Currently, the application focuses on the data conversion, and integration of the contents with other TEI tools in exist-db. For a more detailed account please consult the Documentation below. Future updates will bring the familiar query tools of CBDB to the browser along with means for exporting and visualizing the data. Because CBDB consists of roughly ~350k records, users are strongly encouraged to use cbdb in TEI in combination with an xml database, see installation below.

Requirements

  • eXist-db version 3.0 or greater with min. 2gb (!) allocated memory.
  • (ant version 1.10.1 for compiling from source)

Releases

GitHub Releases consists of three files: App, source, and data.

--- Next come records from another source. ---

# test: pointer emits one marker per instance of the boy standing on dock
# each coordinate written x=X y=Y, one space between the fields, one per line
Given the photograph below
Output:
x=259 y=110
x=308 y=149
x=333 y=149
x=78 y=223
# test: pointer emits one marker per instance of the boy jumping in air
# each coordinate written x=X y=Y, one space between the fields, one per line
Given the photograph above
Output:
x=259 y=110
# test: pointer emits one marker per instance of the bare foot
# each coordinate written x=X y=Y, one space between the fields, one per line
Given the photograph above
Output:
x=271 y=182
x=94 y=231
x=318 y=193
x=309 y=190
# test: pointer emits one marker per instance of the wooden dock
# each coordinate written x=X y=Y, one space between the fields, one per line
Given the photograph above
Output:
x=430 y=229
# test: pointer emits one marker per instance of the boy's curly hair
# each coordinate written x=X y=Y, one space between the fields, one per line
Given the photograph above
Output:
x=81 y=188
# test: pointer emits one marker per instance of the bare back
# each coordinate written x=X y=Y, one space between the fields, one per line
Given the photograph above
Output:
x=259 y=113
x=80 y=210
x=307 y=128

To install and use the cbdb in TEI application with eXist-db you only need to follow the installation instructions for the app file. The other two zip files are provided as a courtesy, the first includes the cleaned up source files of CBDB in xml, and the second just the converted tei files.

Application

The eXist-db app is a .xar package that contains the xQuery conversion modules, and the complete TEI files. But not the CBDB's source files.

Source

A zip file that contains a cleaned up (fixing illegal unicode characters) export of CBDB as xml. The root element of each file is <root xmlns="http://none">, each table-row is wrapped inside a <row> element.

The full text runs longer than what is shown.